AOMediaCodec / libavif

libavif - Library for encoding and decoding .avif files
Other
1.53k stars 195 forks source link

Use /execution-charset:us-ascii only with /WX #2368

Open wantehchang opened 1 month ago

wantehchang commented 1 month ago

Use the MSVC /source-charset:utf-8 /execution-charset:us-ascii options only when warnings are treated as errors (/WX) so that we never substitute a question mark (?) for a non-ASCII character in string or character literals.

Update the comments for /source-charset:utf-8 /execution-charset:us-ascii basec on improved understranding of these options.

Related to https://github.com/AOMediaCodec/libavif/issues/2345.

wantehchang commented 1 month ago

@tongyuantongyu Yuan: Please do a preliminary review of this pull request. Because of the substitution of a question mark (?) for a non-ASCII character in string or character literals, my first thought is that these options should only be used when warnings are treated as errors. So that's what this pull request does.

You also made a good point that for compatibility with clang-cl and with non-Windows platforms, we should use the /utf-8 option instead. We can do that next, but it's good to give this a try. However, if you or my coworkers don't understand my comment in this pull request, then I will switch to the /utf-8 option directly.

tongyuantongyu commented 1 month ago

I prefer to always add /source-charset:utf-8 whether or not /WX is used. /source-charset:utf-8 is more to "tell MSVC to treat source code in UTF-8" than "validate that the source code contains only characters that can be represented in UTF-8", otherwise MSVC will default to use ANSI code page, decoding source code wrongly, and emit C4819 when a decode error is encounted.

My intention to add /source-charset:utf-8 was to make MSVC decode source code correctly. My intention to add /execution-charset:us-ascii was to ensure we don't force user to deal with i18n and character encodings when using CLI. If you agree with my intention, let's add these to the comments; or we need to recheck whether we really want the two flags.

Your new comments explained many possible misunderstandings a user or new maintainer may have. Can you move the explanations to a new paragraph, so the first paragraph explains what we want to do and what the flags do, and the second paragraph explains more details (like "check the strings you added" when seeing C4566) and resolves misunderstandings (like it won't interfere escape sequences and won't prevent printing user provided UTF-8 strings)?

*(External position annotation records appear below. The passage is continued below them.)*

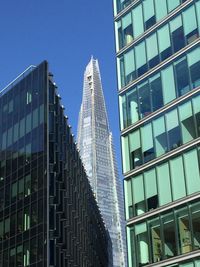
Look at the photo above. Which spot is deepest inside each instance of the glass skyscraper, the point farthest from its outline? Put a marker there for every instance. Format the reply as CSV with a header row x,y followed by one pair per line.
x,y
48,214
158,66
97,153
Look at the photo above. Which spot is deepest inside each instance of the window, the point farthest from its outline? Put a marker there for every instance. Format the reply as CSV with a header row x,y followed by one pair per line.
x,y
147,143
149,13
138,194
192,171
142,246
156,92
164,184
177,178
141,61
151,189
187,122
190,25
160,136
152,50
144,98
173,129
185,244
194,66
177,33
135,149
169,236
138,25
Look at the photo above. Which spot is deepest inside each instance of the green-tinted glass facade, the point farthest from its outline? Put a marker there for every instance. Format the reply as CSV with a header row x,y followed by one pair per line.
x,y
48,214
158,66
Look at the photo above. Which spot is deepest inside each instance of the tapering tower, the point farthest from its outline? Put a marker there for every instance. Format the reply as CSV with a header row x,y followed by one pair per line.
x,y
96,149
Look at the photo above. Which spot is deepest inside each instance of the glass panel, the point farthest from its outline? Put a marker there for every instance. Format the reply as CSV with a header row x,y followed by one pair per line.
x,y
149,13
182,76
155,232
168,84
142,245
185,244
174,136
161,9
156,91
196,225
144,98
164,184
172,4
135,149
152,50
138,26
177,178
132,106
151,189
177,33
190,24
138,194
192,171
169,236
128,199
141,61
194,66
160,136
196,108
127,28
187,122
125,153
147,143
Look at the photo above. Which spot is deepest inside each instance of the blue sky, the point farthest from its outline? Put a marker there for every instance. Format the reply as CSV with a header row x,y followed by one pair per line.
x,y
66,34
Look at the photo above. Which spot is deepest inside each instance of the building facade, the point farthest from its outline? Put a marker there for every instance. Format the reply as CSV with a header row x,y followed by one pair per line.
x,y
158,67
48,214
97,153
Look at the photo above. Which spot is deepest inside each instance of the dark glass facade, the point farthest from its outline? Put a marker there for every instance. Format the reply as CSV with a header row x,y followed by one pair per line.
x,y
48,214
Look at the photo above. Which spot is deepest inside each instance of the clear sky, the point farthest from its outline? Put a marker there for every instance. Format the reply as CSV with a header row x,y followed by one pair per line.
x,y
66,34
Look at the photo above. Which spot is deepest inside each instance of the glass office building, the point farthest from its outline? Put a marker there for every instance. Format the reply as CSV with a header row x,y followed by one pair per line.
x,y
48,214
98,156
158,67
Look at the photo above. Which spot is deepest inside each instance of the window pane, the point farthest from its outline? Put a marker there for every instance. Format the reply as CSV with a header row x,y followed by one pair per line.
x,y
182,76
164,184
152,50
128,199
169,236
135,149
125,153
132,106
187,122
168,84
184,230
149,13
196,108
156,91
161,9
151,189
147,143
129,60
190,24
138,194
177,33
138,26
177,178
192,171
142,245
172,4
174,135
194,66
141,60
144,96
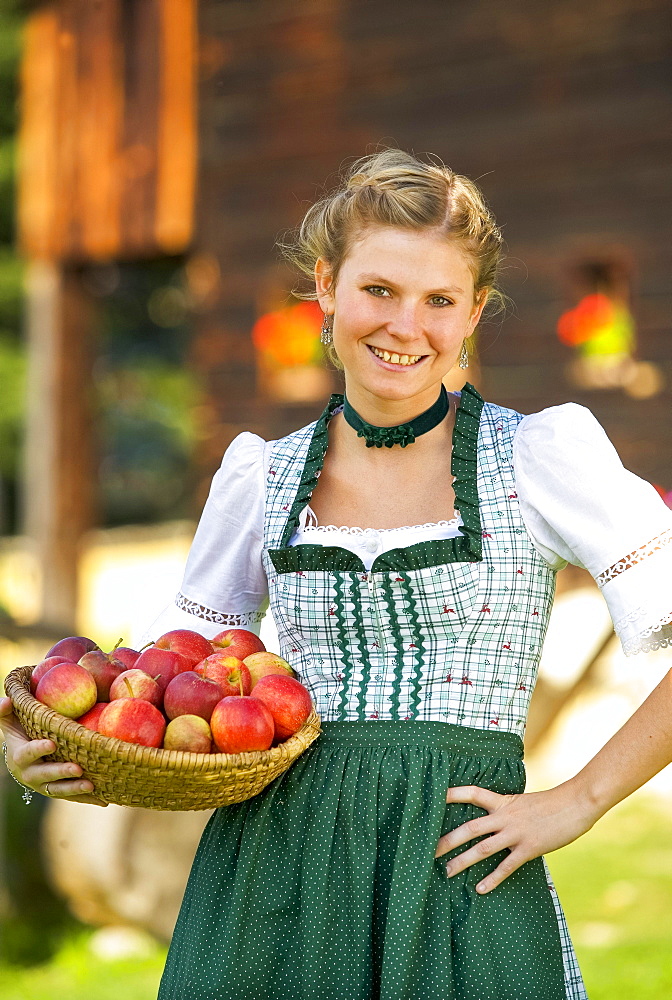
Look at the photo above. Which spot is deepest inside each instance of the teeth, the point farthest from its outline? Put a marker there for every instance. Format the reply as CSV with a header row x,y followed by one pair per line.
x,y
396,359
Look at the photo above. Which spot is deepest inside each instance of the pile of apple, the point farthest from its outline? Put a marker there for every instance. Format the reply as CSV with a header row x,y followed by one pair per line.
x,y
183,692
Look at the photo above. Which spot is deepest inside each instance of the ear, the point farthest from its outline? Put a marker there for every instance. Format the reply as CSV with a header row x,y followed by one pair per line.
x,y
323,286
481,299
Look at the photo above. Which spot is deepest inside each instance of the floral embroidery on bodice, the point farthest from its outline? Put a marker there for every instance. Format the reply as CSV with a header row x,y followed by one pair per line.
x,y
446,629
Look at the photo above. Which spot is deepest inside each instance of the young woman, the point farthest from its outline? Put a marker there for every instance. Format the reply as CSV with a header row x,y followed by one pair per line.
x,y
407,541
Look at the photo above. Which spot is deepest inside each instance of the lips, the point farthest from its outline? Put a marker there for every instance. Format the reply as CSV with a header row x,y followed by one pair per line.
x,y
393,360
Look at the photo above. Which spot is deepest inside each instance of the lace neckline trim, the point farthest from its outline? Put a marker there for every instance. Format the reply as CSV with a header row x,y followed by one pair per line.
x,y
311,525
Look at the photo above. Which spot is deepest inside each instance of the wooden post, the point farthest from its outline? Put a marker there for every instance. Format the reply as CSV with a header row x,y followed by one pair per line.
x,y
58,502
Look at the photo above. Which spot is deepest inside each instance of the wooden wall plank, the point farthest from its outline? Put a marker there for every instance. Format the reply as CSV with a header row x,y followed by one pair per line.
x,y
176,141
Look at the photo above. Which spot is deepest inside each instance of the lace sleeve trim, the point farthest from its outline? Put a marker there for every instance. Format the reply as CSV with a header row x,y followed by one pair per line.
x,y
635,557
218,617
656,636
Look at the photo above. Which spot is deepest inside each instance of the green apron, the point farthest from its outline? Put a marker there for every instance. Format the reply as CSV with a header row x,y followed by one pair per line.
x,y
325,886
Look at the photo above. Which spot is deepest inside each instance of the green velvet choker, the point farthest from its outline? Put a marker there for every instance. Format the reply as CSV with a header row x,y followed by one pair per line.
x,y
401,434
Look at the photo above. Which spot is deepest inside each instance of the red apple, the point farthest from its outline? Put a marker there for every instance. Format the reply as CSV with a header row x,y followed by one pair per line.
x,y
68,689
162,664
263,663
189,694
188,732
91,718
240,724
126,655
228,671
136,683
103,667
72,648
287,700
238,642
134,721
191,645
40,670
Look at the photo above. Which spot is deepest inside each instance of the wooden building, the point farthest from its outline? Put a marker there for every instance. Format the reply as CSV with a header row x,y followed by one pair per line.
x,y
205,128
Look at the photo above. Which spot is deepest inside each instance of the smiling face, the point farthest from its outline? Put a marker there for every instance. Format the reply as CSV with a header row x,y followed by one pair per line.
x,y
403,303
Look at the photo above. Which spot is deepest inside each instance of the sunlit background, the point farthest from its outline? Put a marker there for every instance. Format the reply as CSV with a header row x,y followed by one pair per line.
x,y
152,152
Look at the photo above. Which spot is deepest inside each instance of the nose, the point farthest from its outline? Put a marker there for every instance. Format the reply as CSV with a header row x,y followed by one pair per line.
x,y
404,323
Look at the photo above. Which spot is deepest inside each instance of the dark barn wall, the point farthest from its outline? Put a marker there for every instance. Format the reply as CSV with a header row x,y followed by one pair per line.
x,y
560,108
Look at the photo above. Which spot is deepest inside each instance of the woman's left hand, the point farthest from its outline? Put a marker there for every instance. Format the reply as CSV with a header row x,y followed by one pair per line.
x,y
528,824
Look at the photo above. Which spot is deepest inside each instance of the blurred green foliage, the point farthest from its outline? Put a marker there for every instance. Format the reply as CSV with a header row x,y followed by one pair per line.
x,y
615,884
148,397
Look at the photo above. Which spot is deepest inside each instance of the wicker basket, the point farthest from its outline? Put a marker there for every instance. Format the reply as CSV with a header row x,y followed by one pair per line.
x,y
132,775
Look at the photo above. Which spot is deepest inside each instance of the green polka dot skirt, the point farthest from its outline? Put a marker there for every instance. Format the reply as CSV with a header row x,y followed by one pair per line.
x,y
325,886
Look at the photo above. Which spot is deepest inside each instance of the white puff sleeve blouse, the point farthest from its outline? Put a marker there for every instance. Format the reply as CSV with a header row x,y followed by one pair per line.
x,y
578,502
224,584
580,505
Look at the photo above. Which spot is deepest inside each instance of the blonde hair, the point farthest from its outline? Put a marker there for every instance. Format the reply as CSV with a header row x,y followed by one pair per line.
x,y
393,188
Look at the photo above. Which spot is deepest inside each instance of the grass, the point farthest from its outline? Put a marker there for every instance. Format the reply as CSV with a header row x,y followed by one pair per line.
x,y
615,884
75,973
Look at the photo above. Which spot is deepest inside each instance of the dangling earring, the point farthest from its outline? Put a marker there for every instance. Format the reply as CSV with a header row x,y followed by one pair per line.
x,y
327,327
464,355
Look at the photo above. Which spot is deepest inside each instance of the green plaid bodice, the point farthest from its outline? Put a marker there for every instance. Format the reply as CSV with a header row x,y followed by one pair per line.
x,y
449,630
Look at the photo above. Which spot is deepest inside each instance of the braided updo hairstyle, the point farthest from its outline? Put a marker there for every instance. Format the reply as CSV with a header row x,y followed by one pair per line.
x,y
394,188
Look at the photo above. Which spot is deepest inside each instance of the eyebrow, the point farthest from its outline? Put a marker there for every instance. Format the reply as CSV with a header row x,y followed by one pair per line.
x,y
376,279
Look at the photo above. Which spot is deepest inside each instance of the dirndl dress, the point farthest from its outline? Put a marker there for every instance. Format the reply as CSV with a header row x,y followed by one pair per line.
x,y
325,886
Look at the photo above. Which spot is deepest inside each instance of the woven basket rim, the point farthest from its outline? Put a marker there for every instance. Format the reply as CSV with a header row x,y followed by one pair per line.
x,y
17,688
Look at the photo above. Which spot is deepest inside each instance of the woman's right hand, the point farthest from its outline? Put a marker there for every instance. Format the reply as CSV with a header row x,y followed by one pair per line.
x,y
25,763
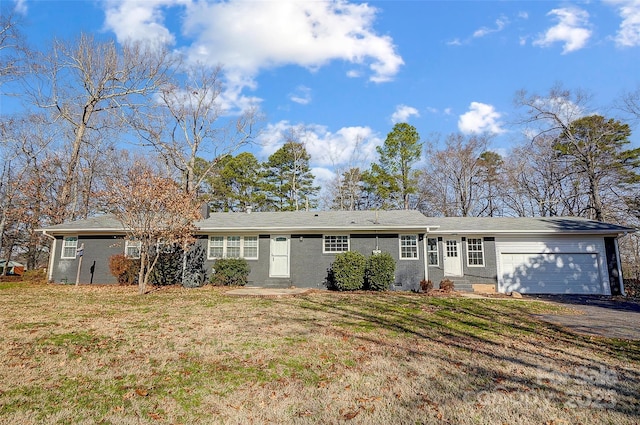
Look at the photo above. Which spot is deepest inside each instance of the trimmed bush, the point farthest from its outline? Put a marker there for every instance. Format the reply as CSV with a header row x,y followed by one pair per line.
x,y
446,285
426,285
347,272
380,272
230,272
124,269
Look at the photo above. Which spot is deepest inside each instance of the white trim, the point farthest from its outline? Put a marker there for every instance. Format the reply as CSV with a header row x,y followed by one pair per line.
x,y
272,257
437,251
481,251
225,246
75,247
417,257
132,244
324,245
558,246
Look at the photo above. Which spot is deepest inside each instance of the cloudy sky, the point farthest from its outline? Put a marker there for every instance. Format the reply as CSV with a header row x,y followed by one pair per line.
x,y
344,72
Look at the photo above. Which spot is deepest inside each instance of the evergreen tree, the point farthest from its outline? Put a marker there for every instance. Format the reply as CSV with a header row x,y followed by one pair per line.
x,y
288,181
392,180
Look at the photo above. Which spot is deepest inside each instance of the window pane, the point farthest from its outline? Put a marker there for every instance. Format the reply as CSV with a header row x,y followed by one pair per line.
x,y
432,250
250,247
233,246
132,249
474,251
336,243
408,246
216,245
69,246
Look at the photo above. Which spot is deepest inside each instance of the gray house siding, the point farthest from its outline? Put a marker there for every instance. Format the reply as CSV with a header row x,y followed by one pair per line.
x,y
309,265
487,274
95,262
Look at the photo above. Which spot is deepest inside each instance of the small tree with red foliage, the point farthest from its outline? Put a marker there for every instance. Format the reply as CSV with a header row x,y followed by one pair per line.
x,y
153,210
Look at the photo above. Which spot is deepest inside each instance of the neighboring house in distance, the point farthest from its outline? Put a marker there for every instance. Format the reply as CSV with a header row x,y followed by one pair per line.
x,y
529,255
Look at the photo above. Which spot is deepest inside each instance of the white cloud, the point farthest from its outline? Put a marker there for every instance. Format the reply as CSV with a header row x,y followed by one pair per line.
x,y
481,118
302,95
629,33
349,146
247,37
139,20
403,113
501,23
21,7
571,30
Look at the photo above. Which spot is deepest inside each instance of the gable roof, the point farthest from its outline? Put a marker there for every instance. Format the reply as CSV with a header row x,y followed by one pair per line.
x,y
524,225
336,221
300,221
106,223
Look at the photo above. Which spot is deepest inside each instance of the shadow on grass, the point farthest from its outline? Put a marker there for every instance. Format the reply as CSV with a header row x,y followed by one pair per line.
x,y
493,332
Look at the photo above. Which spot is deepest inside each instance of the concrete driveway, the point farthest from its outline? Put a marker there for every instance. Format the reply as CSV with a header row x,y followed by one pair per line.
x,y
597,315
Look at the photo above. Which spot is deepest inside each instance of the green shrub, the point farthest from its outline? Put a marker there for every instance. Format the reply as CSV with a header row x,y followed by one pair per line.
x,y
38,276
426,285
124,269
230,271
446,285
347,272
380,272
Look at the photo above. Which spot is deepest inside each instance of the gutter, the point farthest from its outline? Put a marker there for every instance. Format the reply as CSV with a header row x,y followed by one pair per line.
x,y
52,254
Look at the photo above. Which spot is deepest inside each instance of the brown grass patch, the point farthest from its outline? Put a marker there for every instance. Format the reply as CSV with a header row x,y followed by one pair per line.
x,y
107,355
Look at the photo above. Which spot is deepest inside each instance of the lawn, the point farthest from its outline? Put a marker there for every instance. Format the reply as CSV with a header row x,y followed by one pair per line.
x,y
105,355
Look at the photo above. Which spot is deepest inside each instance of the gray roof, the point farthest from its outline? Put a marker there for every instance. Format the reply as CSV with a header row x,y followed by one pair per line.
x,y
302,221
106,223
399,220
524,225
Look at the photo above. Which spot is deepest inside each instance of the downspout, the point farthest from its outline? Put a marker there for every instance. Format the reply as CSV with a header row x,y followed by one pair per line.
x,y
52,254
425,255
619,264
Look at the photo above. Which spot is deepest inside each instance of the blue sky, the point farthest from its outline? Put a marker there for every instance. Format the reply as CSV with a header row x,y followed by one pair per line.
x,y
344,72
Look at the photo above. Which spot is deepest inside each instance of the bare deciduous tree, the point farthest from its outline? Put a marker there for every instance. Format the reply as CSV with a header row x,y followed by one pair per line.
x,y
153,210
86,84
190,121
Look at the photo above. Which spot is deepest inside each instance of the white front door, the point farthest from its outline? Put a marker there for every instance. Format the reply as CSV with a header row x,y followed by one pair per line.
x,y
279,264
452,257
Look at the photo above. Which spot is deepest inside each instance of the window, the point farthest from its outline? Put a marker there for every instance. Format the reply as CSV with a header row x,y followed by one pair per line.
x,y
408,247
132,249
432,251
452,249
233,247
335,243
475,253
69,247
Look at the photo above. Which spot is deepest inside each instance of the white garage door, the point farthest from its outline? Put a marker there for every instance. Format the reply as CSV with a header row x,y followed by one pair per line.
x,y
551,273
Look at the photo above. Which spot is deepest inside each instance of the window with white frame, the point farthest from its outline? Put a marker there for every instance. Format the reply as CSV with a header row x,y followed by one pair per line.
x,y
432,251
475,252
132,249
69,247
233,247
408,247
335,244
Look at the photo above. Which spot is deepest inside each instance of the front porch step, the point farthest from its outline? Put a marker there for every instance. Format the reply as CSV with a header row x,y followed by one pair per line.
x,y
461,285
277,283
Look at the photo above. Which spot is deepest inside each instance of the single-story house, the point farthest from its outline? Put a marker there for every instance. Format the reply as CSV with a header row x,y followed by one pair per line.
x,y
528,255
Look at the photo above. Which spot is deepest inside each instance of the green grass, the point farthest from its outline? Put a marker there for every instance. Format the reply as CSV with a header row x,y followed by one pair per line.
x,y
107,355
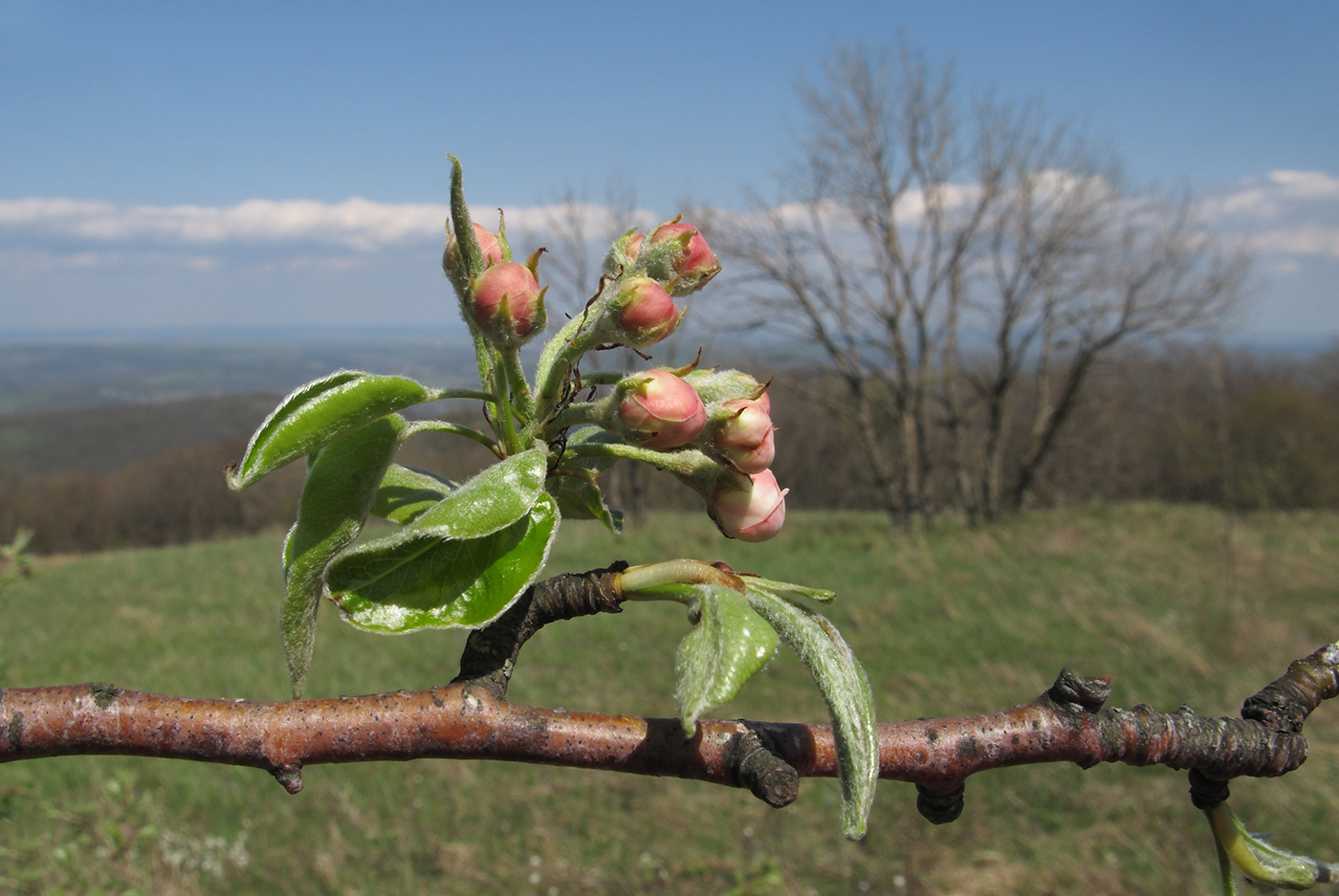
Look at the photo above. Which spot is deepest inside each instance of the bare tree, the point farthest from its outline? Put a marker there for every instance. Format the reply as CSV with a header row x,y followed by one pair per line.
x,y
953,267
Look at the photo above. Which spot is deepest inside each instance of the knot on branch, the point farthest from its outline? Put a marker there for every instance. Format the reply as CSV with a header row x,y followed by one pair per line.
x,y
756,765
940,806
1205,792
1285,704
1075,692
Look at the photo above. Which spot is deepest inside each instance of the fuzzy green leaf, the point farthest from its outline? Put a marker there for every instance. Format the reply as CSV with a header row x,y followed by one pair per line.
x,y
430,581
492,500
726,647
406,492
340,487
845,690
318,413
579,497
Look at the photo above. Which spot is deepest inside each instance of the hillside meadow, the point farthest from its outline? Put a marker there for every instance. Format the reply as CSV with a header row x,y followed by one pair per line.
x,y
1180,604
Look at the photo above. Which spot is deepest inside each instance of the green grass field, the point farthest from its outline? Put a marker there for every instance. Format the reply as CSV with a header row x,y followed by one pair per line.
x,y
1178,604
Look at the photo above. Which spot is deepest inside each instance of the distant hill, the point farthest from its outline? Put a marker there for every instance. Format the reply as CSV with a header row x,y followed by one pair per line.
x,y
47,375
104,438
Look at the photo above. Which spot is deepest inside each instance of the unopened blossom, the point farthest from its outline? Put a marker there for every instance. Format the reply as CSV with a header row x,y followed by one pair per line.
x,y
749,508
508,303
693,263
746,435
647,313
660,410
489,247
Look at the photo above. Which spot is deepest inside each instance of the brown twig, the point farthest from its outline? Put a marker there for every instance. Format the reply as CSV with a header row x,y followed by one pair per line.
x,y
464,721
472,719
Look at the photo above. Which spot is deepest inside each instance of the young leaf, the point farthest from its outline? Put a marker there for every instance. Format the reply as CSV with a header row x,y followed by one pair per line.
x,y
494,498
339,491
442,582
406,492
579,497
845,690
318,413
723,649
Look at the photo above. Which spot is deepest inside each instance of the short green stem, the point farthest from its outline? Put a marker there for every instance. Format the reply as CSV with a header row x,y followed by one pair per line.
x,y
660,580
575,415
441,394
517,383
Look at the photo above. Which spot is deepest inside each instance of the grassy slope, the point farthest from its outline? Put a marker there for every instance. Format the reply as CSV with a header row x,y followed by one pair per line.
x,y
948,623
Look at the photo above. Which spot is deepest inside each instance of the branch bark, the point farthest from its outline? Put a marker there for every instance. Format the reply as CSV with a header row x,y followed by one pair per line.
x,y
464,721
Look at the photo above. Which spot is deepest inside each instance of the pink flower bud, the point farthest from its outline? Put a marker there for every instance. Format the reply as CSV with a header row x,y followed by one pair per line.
x,y
660,410
750,508
693,264
509,303
648,313
746,437
632,246
489,246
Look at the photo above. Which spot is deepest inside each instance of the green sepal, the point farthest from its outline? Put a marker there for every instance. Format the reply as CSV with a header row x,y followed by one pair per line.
x,y
444,582
406,492
318,413
341,482
845,688
729,643
579,497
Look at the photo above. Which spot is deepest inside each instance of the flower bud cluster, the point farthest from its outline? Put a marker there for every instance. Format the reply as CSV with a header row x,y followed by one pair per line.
x,y
725,415
713,428
636,307
505,297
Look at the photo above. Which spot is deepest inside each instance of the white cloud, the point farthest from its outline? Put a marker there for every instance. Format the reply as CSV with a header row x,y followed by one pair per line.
x,y
357,224
1285,211
1306,185
1303,240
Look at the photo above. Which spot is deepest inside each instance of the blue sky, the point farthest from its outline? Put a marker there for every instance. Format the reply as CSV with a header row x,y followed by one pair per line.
x,y
244,164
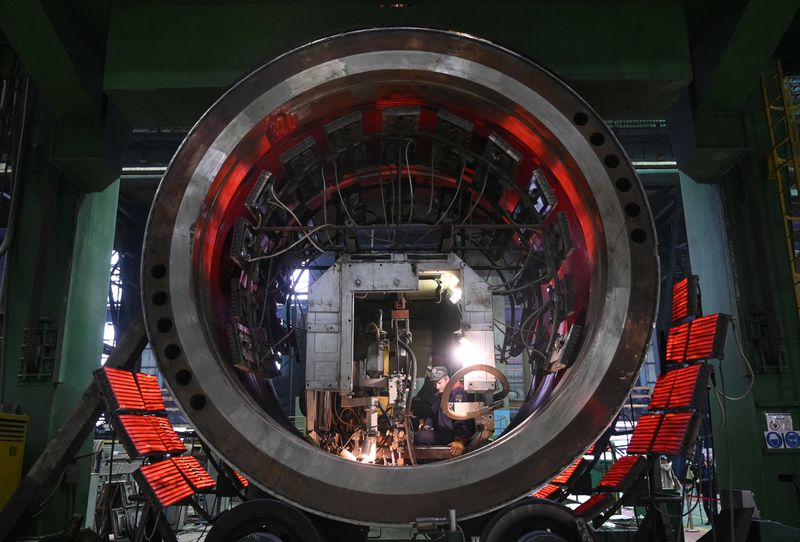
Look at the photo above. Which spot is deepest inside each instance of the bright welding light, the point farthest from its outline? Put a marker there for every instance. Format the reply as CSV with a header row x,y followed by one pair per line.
x,y
467,353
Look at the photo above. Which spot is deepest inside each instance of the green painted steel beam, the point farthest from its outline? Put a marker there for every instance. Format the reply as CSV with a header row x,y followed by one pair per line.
x,y
56,283
82,335
166,63
762,286
758,32
66,71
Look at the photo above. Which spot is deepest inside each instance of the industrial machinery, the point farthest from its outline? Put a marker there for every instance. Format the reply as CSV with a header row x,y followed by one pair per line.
x,y
376,203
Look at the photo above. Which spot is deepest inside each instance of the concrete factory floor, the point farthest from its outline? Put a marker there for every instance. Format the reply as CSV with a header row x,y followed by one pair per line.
x,y
198,533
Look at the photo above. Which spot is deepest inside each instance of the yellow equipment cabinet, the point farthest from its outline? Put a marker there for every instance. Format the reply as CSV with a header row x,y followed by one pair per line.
x,y
13,430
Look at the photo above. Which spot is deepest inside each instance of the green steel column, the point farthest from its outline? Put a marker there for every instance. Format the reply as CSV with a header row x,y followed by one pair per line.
x,y
765,299
82,332
738,444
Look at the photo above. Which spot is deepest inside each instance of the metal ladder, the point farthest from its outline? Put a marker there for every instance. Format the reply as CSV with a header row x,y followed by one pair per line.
x,y
782,108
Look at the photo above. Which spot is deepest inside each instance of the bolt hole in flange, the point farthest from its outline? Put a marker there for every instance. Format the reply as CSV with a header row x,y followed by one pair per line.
x,y
463,174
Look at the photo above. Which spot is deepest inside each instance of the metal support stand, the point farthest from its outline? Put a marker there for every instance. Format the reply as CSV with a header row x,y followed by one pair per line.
x,y
45,473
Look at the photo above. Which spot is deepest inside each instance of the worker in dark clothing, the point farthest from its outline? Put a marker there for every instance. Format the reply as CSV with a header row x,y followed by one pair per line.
x,y
440,429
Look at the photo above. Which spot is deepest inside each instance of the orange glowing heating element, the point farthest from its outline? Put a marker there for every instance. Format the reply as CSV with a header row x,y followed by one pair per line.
x,y
685,299
671,434
702,338
194,473
567,474
121,389
548,491
677,433
596,505
147,435
707,337
242,480
622,473
676,343
165,482
680,389
150,392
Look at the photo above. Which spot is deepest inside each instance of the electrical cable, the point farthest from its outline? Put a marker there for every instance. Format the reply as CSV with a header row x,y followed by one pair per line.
x,y
749,389
299,223
339,191
477,200
410,183
290,247
407,413
14,206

wantehchang commented 1 month ago

Yuan: Thank you very much for your comment. I will try to revise the comments based on your suggestions. However, I am now wondering if we should just switch to /utf-8 or simply delete these options.

To fully understand these options, I had to read three pages of Microsoft documentation (for /source-charset, /execution-charset, and /validate-charset), and it is necessary to understand four terms used in the C standard (the source charset, the basic source charset, the extended source charset, and the execution charset) and the phases of compilation referred to in the definitions. I also had to resolve ambiguity in the documentation by experiments.

I think it is the /execution-charset:us-ascii option that raises concerns and questions about UTF-8 support. On the other hand, the /utf-8 option is unlikely to raise questions, so we may not even need to document it. (People want UTF-8 support, so they are unlikely to wonder what the /utf-8 option is for.)

I will look into why the vcpkg libavif package removed the /source-charset:utf-8 /execution-charset:us-ascii options.